There's a contemporary twist to the underlying theatrical one. Rik Maynell has had to withdraw from Alan Strachan's production on health grounds and the understudy, Steve McNeil, has stepped into the role of Skinner. It's the stuff of fiction in one way – all those "the show must go on" fantasies come to real life.
If you know Gogol's The Inspector General,/i> either as a play or in its various film guises then you know where some of the Frayn piece is coming from. The former royal retreat in the Scottish Highlands has been turned into a writers' retreat. They are squabbling and the warden is harassed. What's more, the building is collapsing through lack and maintenance and there's only one odd-jobs man to do all the work.
Our authors are all popular middle-brow writers of the period – Hugh Walpole, Warwick Deeping, Godfrey Winn and Enid Blyton. They're all conforming to the new régime – up to a point. Then a Russian journalist (bear in mind, please, that Russia is still an imperial power) and his female minder arrives to interview Walpole. There's one small problem. He's not there.

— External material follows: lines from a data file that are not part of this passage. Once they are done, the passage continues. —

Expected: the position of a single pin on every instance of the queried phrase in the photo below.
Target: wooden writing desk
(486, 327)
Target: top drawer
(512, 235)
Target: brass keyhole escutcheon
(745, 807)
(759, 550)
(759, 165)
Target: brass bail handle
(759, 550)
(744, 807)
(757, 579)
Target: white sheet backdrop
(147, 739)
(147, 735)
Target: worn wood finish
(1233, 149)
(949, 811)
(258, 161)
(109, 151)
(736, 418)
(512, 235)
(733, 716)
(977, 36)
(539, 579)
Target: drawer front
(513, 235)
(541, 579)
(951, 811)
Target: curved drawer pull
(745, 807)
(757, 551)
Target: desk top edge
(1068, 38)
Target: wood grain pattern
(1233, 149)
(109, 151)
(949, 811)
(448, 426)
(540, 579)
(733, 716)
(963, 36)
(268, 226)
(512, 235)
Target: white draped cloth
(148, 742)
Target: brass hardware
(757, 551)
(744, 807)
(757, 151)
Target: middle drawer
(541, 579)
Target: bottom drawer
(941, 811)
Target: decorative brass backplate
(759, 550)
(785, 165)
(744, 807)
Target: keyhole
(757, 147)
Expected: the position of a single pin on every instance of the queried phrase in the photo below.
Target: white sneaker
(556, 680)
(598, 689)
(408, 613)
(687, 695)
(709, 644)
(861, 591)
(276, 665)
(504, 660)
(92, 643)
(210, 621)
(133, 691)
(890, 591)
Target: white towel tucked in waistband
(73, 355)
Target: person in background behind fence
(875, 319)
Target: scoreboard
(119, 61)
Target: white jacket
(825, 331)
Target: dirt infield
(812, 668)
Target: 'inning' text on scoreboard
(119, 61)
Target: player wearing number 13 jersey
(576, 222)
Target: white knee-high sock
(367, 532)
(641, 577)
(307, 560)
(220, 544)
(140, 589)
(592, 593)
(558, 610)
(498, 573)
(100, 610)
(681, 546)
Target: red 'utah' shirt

As the misunderstandings multiply, the cast show what ensemble acting can achieve, even without a star name in the cast. Jeremy Child's Deeping is the old-timer who contentedly skims the political waves, while Alison Skilbeck's Blyton makes one wonder what lurks in the undergrowth through which peep Noddy and the Famous Five. Robert Hands is the insouciant Winn, oh-so-slightly on-the-make.
As Skinner, McNeil gives a very good performance as a man who wants to play by the rules, even if he's not quite clear what they are. His worries are the stuff of his writers' mockery, but he knows that he carries the ultimate responsibility; revolutions can be hard on failure by its apparatchiks. And there's a bravura turn by Andy Gray as McNab, whose odd jobs turn out to include at least one very peculiar one indeed. A two-dimensional part turns out to provide a three-dimensional acting triumph.
Our Russian visitor is Gyuri Sarossy, so determined not to be impressed by his visit and Katie McGuinness flusters prettily as the girl with a literary crush. The set by Alexander Gilmour is a player in its own right, with the careful details of neglect mingling with the touches of an imposed bureaucracy which places its own low valuation on the creative process.
It's all great fun for its two-hour progress. A pity that the projected national tour has been curtailed. It's not Frayn's deepest play nor his most scintillating comedy. But it's still something more than a mere star vehicle.